# Generate word embeddings using Swivel

## Overview

In this notebook we show how to generate word embeddings based on the K-Cap corpus using the [Swivel algorithm](https://arxiv.org/pdf/1602.02215). In particular, we reuse the implementation included in the [Tensorflow models repo on Github](https://github.com/tensorflow/models/tree/master/research/swivel) (with some small modifications).

## Download a small text corpus
First, let's download a corpus into our environment. We will use a small sample of the UMBC corpus that has been pre-tokenized and that we have included as part of our GitHub repository. First, we will clone the repo so we have access to it from this environment.

In [0]:
%ls

In [0]:
!git clone https://github.com/hybridNLP2018/tutorial.git

The dataset comes as a zip file, so we unzip it by executing the following cell. We also define a variable pointing to the corpus file:

In [0]:
!unzip /content/tutorial/datasamples/umbc_t_5K.zip -d /content/tutorial/datasamples/
input_corpus='/content/tutorial/datasamples/umbc_t_5K'

You can inspect the file using the `%less` command to print the whole input file at the bottom of the screen. It'll be quicker to just print a few lines:

In [0]:
#%less {input_corpus}
!head -n1 {input_corpus}

The output above shows that the input text has already been pre-processed. 
 * All words have been converted to lower-case (this will avoid having two separate words for *The* and *the*)
 * punctuation marks have been separated from words. This will avoid creating "words" such as "staff." or "grimm," in the example above.

## `swivel`: an algorithm for learning word embeddings
Now that we have a corpus, we need an (implementation of an) algorithm for learning embeddings. There are various libraries and implementations for this:
  * [word2vec](https://pypi.org/project/word2vec/) the system proposed by Mikolov that introduced many of the techniques now commonly used for learning word embeddings. It directly generates word embeddings from the text corpus by using a sliding window and trying to predict a target word based on neighbouring context words.
  * [GloVe](https://github.com/stanfordnlp/GloVe) an alternative algorithm by Pennington, Socher and Manning. It splits the process in two steps: 
    1. calculating a word-word co-occurrence matrix 
    2. learning embeddings from this matrix
  * [FastText](https://fasttext.cc/) is a more recent algorithm by Mikolov et al (now at Facebook) that extends the original word2vec algorithm in various ways. Among others, this algorithm takes into accout subword information.
  
In this tutorial we will be using [Swivel](https://github.com/tensorflow/models/tree/master/research/swivel) an algorithm similar to GloVe, which makes it easier to extend to include both words and concepts (which we will do in [notebook 03 vecsigrafo](https://colab.research.google.com/github/HybridNLP2018/tutorial/blob/master/03_vecsigrafo.ipynb)). As with GloVe, Swivel first extracts a word-word co-occurence matrix from a text corpus and then uses this matrix to learn the embeddings.

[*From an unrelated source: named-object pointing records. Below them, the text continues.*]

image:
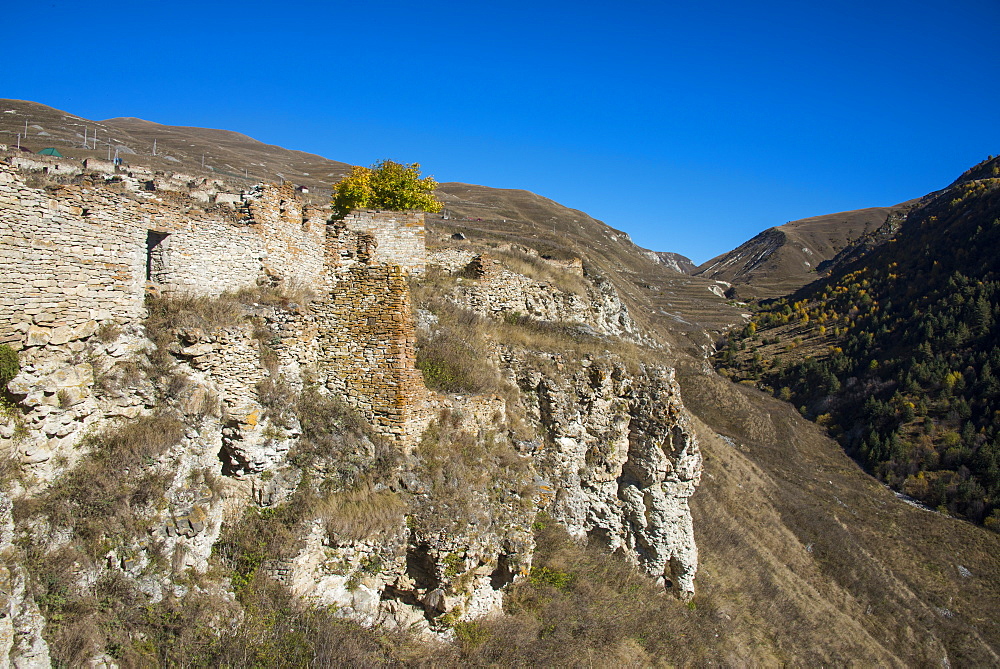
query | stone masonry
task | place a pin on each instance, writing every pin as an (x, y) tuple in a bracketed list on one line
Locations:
[(74, 257)]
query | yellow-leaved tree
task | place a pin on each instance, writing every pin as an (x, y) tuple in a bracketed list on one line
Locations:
[(385, 185)]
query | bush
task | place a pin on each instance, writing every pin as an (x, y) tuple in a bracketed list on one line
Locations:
[(385, 185), (9, 364)]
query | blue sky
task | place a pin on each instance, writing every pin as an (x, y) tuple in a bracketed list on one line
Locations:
[(692, 126)]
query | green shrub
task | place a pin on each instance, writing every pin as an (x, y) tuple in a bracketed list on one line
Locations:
[(10, 365)]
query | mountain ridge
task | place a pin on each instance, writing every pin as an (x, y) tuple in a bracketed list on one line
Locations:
[(805, 559)]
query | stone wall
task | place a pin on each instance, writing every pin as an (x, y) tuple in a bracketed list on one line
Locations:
[(367, 336), (75, 256), (399, 236)]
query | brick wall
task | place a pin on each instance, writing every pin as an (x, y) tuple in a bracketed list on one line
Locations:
[(399, 236), (72, 257)]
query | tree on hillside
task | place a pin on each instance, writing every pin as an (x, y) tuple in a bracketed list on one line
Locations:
[(385, 185)]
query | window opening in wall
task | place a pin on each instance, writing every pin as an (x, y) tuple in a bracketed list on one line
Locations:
[(156, 255)]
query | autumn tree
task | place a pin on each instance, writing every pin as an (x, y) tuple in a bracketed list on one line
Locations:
[(385, 185)]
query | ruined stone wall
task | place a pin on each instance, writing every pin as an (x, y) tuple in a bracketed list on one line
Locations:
[(399, 236), (293, 234), (73, 254), (62, 264), (367, 336)]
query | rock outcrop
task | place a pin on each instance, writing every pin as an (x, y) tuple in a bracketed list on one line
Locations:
[(196, 412)]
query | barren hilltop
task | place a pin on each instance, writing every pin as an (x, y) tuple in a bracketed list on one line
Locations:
[(238, 430)]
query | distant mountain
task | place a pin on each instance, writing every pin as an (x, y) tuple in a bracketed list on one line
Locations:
[(897, 351), (784, 258), (805, 559), (196, 151), (676, 261)]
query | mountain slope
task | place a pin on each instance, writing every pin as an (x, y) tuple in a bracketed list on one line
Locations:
[(805, 559), (784, 258), (896, 350)]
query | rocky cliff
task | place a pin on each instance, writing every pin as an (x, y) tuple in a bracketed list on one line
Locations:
[(215, 398)]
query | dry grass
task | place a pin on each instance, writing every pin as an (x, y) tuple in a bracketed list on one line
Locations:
[(470, 475), (583, 607), (538, 269), (105, 499), (360, 513)]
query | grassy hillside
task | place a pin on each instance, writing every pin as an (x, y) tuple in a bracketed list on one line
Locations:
[(785, 258), (897, 353), (805, 559)]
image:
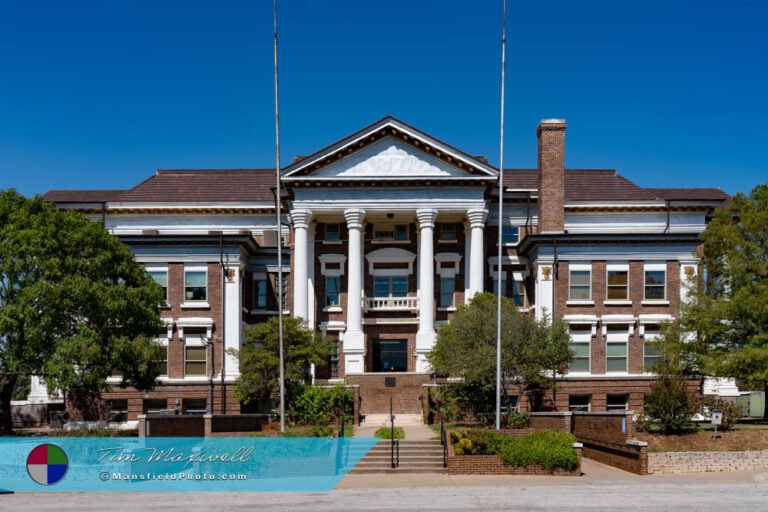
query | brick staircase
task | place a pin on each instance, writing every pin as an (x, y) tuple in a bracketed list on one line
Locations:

The official  [Swivel](https://github.com/tensorflow/models/tree/master/research/swivel)  implementation has a few issues when running on Colaboratory, hence we have included a slightly modified version as part of the HybridNLP2018 github repository. 

In [0]:
%ls /content/tutorial/scripts/swivel/

## Learn embeddings

### Generate co-occurrence matrix using Swivel `prep`

Call swivel's `prep` command to calculate the word co-occurrence matrix. We use the `%run` magic command, which runs the named python file as a program, allowing us to pass parameters as if using a command-line terminal.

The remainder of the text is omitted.